Interviewers attempted to interview all households that originally resided in the 159 EAs and were successfully interviewed in the previous visit in 2016. This includes households that had moved away from their original location in 2010. In all, interviewers attempted to interview 1,507 households from the original panel sample. The combined sample of refresh and long panel EAs consisted of 519 EAs. The total number of households that were successfully interviewed in both visits was 4,976.
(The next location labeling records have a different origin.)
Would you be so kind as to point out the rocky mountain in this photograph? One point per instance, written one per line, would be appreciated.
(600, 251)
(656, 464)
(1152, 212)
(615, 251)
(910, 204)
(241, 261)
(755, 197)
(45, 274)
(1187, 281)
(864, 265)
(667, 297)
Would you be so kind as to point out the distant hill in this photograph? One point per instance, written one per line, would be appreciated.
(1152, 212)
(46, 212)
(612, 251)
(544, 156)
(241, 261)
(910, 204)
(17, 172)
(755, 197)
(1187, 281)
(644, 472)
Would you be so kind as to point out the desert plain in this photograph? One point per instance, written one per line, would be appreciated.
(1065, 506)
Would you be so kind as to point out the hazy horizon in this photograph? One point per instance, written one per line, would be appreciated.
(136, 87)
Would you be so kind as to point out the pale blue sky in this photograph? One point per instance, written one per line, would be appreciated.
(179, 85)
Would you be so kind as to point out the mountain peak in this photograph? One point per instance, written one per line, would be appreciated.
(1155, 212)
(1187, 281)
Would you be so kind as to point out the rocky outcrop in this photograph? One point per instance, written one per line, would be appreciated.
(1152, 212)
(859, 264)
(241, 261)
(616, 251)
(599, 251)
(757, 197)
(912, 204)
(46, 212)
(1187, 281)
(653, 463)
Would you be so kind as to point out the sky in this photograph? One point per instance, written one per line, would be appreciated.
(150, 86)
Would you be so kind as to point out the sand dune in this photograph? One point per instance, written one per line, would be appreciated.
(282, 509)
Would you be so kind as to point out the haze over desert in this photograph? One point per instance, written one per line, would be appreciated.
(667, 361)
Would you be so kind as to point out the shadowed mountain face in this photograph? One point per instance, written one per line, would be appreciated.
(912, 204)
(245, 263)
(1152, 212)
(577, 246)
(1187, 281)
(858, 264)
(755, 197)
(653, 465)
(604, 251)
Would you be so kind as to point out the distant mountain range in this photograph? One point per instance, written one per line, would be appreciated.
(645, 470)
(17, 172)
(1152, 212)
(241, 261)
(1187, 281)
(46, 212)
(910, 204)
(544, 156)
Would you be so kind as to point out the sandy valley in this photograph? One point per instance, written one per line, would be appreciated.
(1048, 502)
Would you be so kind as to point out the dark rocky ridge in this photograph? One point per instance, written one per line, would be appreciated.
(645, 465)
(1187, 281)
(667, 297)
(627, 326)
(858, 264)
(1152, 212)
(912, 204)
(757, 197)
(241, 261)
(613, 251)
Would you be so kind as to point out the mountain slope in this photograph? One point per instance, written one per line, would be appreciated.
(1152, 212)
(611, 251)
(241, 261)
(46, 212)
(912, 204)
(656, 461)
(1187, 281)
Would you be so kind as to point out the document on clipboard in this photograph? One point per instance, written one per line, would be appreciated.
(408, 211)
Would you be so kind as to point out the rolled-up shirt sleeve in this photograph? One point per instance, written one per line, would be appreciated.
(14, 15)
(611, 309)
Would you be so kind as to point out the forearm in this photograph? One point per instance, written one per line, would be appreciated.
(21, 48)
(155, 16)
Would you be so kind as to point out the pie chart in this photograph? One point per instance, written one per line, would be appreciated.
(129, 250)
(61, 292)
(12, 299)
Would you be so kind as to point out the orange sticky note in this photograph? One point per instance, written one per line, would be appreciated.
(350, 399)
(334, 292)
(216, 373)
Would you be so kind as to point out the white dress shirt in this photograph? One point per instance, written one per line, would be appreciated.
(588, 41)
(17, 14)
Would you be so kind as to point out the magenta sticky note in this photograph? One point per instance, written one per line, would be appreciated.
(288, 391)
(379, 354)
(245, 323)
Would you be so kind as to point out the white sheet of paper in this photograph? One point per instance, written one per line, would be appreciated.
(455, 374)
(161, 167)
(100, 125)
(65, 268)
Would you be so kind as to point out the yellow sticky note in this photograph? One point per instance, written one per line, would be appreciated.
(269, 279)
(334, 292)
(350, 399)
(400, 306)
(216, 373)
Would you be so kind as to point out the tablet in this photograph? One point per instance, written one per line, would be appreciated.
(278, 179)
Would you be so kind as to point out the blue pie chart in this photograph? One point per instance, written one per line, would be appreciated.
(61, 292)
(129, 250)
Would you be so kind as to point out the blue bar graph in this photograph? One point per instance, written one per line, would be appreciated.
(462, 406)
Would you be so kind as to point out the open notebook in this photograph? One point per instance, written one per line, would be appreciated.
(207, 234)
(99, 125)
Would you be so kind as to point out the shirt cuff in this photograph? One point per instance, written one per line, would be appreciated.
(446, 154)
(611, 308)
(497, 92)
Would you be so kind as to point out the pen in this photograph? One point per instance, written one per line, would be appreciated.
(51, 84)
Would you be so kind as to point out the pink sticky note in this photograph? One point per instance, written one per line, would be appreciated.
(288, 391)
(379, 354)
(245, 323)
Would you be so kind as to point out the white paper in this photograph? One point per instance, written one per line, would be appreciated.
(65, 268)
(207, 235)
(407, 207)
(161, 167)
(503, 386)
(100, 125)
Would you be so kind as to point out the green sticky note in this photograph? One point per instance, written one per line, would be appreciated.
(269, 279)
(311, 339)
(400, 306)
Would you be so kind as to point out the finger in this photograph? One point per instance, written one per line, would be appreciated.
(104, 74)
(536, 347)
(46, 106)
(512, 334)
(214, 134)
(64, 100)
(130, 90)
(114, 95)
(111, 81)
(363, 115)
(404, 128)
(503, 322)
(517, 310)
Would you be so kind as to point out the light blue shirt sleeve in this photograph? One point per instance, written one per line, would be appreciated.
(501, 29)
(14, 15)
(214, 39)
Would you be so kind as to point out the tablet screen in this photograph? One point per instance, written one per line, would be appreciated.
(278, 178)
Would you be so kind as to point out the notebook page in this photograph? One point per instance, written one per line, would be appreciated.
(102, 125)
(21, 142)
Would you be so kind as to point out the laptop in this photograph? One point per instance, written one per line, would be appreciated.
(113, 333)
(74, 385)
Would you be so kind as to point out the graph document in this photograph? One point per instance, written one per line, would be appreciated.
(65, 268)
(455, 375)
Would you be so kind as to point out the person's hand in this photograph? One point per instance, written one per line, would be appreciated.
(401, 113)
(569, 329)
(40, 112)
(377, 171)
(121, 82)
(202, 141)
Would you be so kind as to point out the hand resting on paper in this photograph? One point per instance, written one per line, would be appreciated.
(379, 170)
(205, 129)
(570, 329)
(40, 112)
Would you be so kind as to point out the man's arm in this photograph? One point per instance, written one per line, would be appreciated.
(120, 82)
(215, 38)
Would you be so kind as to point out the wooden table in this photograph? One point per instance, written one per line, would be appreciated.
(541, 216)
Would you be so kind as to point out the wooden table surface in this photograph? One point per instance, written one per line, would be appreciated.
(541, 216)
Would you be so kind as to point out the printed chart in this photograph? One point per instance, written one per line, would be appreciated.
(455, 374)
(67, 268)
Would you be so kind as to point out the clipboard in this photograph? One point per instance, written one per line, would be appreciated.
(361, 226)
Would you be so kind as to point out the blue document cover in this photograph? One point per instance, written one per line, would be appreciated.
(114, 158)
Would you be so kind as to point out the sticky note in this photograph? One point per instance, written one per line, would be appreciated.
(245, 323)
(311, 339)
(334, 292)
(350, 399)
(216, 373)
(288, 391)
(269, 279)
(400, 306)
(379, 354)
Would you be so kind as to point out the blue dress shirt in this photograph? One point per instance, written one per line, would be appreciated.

While the combined sample generally maintains both national and Zonal representativeness of the original GHS-Panel sample, the security situation in the North East of Nigeria prevented full coverage of the Zone. Due to security concerns, rural areas of Borno state were fully excluded from the refresh sample and some inaccessible urban areas were also excluded. Security concerns also prevented interviewers from visiting some communities in other parts of the country where conflict events were occurring. Refresh EAs that could not be accessed were replaced with another randomly selected EA in the Zone so as not to compromise the sample size. As a result, the combined sample is representative of areas of Nigeria that were accessible during 2018/19. The sample will not reflect conditions in areas that were undergoing conflict during that period. This compromise was necessary to ensure the safety of interviewers.
Computer Assisted Personal Interview [capi]
CAPI: For the first time in GHS-Panel, the Wave four exercise was conducted using Computer Assisted Person Interview (CAPI) techniques. All the questionnaires, household, agriculture and community questionnaires were implemented in both the post-planting and post-harvest visits of Wave 4 using the CAPI software, Survey Solutions. The Survey Solutions software was developed and maintained by the Survey Unit within the Development Economics Data Group (DECDG) at the World Bank. Each enumerator was given tablets which they used to conduct the interviews. Overall, implementation of survey using Survey Solutions CAPI was highly successful, as it allowed for timely availability of the data from completed interviews. DATA COMMUNICATION SYSTEM: The data communication system used in Wave 4 was highly automated. Each field team was given a mobile modem allow for internet connectivity and daily synchronization of their tablet. This ensured that head office in Abuja has access to the data in real-time. Once the interview is completed and uploaded to the server, the data is first reviewed by the Data Editors.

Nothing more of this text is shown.